As the second half of La vita è bella unfolds, we see Guido, Dora and Giosué’s happy life unravel. The family is separated when Guido and Giosué are deported to a concentration camp, where the loving father’s ingenuity really comes to the fore. They’re sent to their designated sleeping quarters and we watch as a stunned Guido reacts to the starving prisoners and filthy conditions of the barracks. A maestro of hope and zeal, he quickly gathers his composure and pretends that their grim surroundings are all part of the elaborate fun and games. When Giosué starts questioning when they can leave, Guido explains that first they must compete in the game like everyone else. Only when they’ve earned a thousand points will they be awarded the ultimate prize–an army tank and a reunion with mamma

In another scene, Guido and numerous male prisoners are lined up for a health check. As the Nazi doctor inspecting each prisoner nears closer, Guido recognises him from his time spent working at the Grand Hotel back in Arezzo. The doctor had once been a regular visitor, and an unlikely friendship had formed between the two based on their mutual love of riddles. Only when the men are standing face to face does the doctor finally recognise the prisoner before him. Guido, he mouths. In a later scene, the doctor approaches Guido and tells him that they must find a time to speak in private; his secretive tone is urgent, and a desperate Guido is hopeful that the doctor has taken pity on an old friend.
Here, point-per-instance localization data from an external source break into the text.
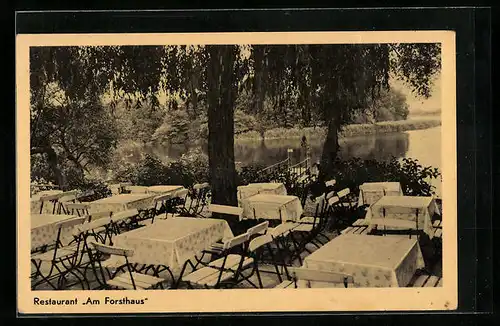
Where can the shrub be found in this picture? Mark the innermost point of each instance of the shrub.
(191, 168)
(414, 178)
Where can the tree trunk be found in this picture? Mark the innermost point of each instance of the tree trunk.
(53, 161)
(221, 98)
(258, 86)
(330, 149)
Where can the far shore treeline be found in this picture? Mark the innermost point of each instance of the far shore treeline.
(87, 101)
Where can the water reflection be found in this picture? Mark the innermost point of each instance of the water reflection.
(424, 145)
(269, 151)
(368, 147)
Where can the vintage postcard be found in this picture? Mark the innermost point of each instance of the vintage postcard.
(236, 172)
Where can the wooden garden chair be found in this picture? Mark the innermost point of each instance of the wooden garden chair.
(126, 280)
(80, 209)
(302, 277)
(214, 276)
(60, 258)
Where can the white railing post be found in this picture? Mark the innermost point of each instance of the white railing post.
(290, 150)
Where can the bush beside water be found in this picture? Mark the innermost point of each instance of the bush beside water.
(193, 168)
(348, 131)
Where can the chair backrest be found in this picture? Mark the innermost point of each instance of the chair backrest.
(161, 198)
(71, 222)
(137, 189)
(330, 183)
(124, 214)
(259, 242)
(224, 209)
(180, 193)
(112, 250)
(78, 206)
(260, 228)
(50, 197)
(313, 275)
(99, 215)
(330, 195)
(236, 241)
(333, 200)
(279, 230)
(85, 195)
(200, 186)
(88, 226)
(344, 192)
(394, 222)
(303, 178)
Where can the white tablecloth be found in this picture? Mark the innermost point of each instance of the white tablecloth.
(370, 192)
(163, 190)
(261, 188)
(406, 208)
(122, 202)
(36, 202)
(44, 229)
(172, 242)
(373, 261)
(272, 207)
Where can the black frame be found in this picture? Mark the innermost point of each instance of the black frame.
(474, 141)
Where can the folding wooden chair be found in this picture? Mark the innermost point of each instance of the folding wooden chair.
(98, 215)
(136, 189)
(85, 196)
(397, 226)
(310, 228)
(60, 258)
(302, 277)
(127, 280)
(216, 248)
(49, 199)
(80, 209)
(66, 198)
(200, 199)
(248, 260)
(125, 220)
(214, 276)
(283, 249)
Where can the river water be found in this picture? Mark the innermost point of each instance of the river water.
(423, 145)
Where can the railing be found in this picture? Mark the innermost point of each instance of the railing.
(275, 169)
(300, 169)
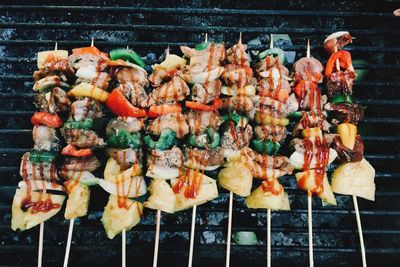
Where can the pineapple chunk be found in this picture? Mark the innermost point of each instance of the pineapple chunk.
(161, 196)
(45, 56)
(259, 199)
(236, 177)
(207, 191)
(115, 219)
(25, 220)
(327, 194)
(77, 202)
(355, 178)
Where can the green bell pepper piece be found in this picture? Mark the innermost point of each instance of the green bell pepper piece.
(266, 147)
(38, 156)
(166, 141)
(127, 55)
(212, 139)
(85, 124)
(276, 52)
(124, 139)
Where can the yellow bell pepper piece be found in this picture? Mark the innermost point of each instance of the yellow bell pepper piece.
(86, 89)
(347, 133)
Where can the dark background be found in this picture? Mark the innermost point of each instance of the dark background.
(149, 27)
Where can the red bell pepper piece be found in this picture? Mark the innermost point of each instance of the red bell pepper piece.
(156, 111)
(71, 150)
(48, 119)
(120, 106)
(217, 103)
(345, 62)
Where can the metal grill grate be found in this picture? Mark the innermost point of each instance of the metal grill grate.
(149, 27)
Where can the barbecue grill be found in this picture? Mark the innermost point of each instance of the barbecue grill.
(149, 27)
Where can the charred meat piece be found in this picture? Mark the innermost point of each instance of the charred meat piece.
(135, 93)
(172, 158)
(204, 157)
(45, 138)
(82, 138)
(54, 101)
(80, 164)
(207, 92)
(170, 92)
(236, 137)
(270, 132)
(86, 108)
(345, 112)
(38, 171)
(129, 75)
(237, 55)
(336, 41)
(130, 124)
(349, 155)
(174, 121)
(308, 69)
(200, 120)
(340, 83)
(126, 157)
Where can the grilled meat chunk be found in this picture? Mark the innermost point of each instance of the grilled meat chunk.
(86, 108)
(130, 124)
(174, 121)
(82, 138)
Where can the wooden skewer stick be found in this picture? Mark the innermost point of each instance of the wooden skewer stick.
(192, 236)
(157, 239)
(309, 201)
(360, 234)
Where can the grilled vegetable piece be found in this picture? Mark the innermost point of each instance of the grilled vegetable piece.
(316, 182)
(127, 55)
(193, 188)
(52, 55)
(120, 106)
(355, 178)
(24, 218)
(236, 177)
(166, 141)
(78, 200)
(259, 199)
(86, 89)
(124, 139)
(116, 218)
(161, 196)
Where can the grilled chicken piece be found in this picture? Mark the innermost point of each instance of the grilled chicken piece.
(82, 138)
(203, 158)
(54, 101)
(86, 108)
(44, 138)
(130, 75)
(340, 82)
(174, 121)
(126, 157)
(200, 120)
(80, 164)
(236, 76)
(237, 55)
(170, 92)
(308, 69)
(60, 67)
(270, 132)
(207, 92)
(130, 124)
(239, 103)
(236, 137)
(38, 171)
(336, 41)
(346, 112)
For a split second, we are hopeful too. Could this be the movie’s happy ending? Guido is horrified to find that the doctor’s urgent appeal has nothing to do with a potential escape plan, but concerns a riddle he is finding impossible to solve. 

The despair on Guido’s face is agonising to witness, and always reminds me of a story my grandfather once told me about the desperate (and incredibly reckless) measures his own father took to save his family during the war. In a frantic attempt to find out what had happened to his wife’s brother, Uncle Alberto, who had been detained after an informer reported his location to the Germans in return for 500,000 lire (roughly 300 euros today), my great-grandfather Saul showed up at Rome’s SS headquarters with my grandfather, who must have been around 14 at the time. Saul had been acquainted with a civilian-turned-SS officer before the war and, like Guido, hoped that once he witnessed his family’s anguish, his humanity would eclipse his sense of duty. This, of course, was not the case, and the officer refused to help bring back Uncle Alberto. Rather than arrest Saul and my grandfather on the spot, however, he chose not to turn in the man he had once known, whose total desperation had brought him, of all places, to his persecutor’s doorstep.

La vita è bella is, above all, a story about a father’s unwavering devotion to his family. Both joyful and distressing to watch, Guido’s unrelenting desire to protect his son from the horrors of war takes on a poignant and heroic dimension. His boundless imagination allows us to view one of the worst tragedies in recent history through the innocent eyes of a child, a child whose undying trust in his father keeps him alive till the end. As Holocaust Memorial Day approaches on the 27th of January, it will have been 78 years since the liberation of Auschwitz, and 78 years since my grandfather rejoiced on the streets of Rome, finally free from a life on the run. La vita è bella is just one of countless portrayals of the Holocaust, and it leaves a lot unsaid. But the inconceivable horrors of such an event will always be too complex to convey in their entirety, and so Roberto Benigni chooses to present the tragedy in the way he knows best: not solely through the atrocities of war, but through the triumph of the human spirit in the darkest of times. The point of the film lies in its name: Life is Beautiful. Despite the darkness, the evil and the hardship, it is humanity, always, that prevails.